D'ombre et d'argile
D’ombre et d’argile.

Alain EMERY.
Note : 5 / 5.
Une histoire presque banale.
Nouveau court roman d’Alain Emery. Dans la présentation de cet ouvrage, il écrit les lignes qui suivent :
-Sans doute faudrait-il saluer la providence, mais je crois que j'ai mieux à faire : comme remercier Cécile et Benoît Connan de m'avoir livré l'histoire de leur aïeule Félicie et confié sa défense. Je m'étais donné pour mission de lui rendre figure humaine et je n'y serais pas parvenu sans leur colossal travail.

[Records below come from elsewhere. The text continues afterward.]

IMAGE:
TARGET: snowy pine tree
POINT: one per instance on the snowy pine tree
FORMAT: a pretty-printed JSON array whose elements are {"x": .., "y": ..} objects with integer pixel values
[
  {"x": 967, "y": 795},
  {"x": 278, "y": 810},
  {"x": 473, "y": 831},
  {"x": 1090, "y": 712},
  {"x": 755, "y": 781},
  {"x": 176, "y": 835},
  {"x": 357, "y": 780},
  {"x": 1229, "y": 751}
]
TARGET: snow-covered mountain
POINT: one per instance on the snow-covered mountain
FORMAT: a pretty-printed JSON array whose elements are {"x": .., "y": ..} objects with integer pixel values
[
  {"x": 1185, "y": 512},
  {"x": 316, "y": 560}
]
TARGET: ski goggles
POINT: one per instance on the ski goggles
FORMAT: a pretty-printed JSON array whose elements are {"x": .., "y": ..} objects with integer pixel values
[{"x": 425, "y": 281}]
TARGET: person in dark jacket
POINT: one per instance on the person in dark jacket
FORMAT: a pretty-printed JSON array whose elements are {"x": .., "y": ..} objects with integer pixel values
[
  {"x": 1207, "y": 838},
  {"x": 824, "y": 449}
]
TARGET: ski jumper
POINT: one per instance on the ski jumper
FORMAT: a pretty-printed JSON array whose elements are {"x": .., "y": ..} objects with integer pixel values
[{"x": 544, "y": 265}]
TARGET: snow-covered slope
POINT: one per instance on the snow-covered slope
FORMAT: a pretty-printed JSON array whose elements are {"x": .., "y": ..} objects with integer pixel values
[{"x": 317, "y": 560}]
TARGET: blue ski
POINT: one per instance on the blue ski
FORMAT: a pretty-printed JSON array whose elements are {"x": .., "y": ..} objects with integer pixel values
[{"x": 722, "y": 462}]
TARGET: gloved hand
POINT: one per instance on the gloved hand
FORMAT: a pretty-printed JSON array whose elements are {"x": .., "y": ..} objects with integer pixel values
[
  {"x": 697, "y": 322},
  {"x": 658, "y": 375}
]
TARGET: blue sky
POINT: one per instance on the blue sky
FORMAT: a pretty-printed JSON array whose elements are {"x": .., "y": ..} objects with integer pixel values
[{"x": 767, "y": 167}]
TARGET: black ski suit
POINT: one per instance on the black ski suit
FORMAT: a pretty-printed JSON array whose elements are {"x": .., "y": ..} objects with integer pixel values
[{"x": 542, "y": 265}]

J'espère avoir été à la hauteur.
Car il est question ici de réhabiliter une femme, une de ses nombreuses jeunes filles des temps anciens, seules loin de leurs parents et de leurs proches, qui furent mis au ban de la société pour avoir été mis enceintes sans être mariées. À l'époque on employait le terme très péjoratif « d'engrosser ».
Mais venons-en au temps présent, pas le nôtre, le sien. Nous sommes le 10 septembre 1896 à Marennes, Charente Maritime, derrière les portes de l’ancien couvent des Récollets. Après les préliminaires d’usage, les mesures de la nouvelle méthode Bertillon, Félicie P. va être jugée pour infanticide !
Quelle fût l’enfance de Félicie P. ? Pas pire que celle de nombreuses autres.Elle est née à Morlaàs, paisible bourgade du Béarn. Son père est cordonnier, sa mère se nomme Jeanne, laquelle n’est pas au bout de ses peines, elle aura six enfants. Sur les six, quatre disparaîtront.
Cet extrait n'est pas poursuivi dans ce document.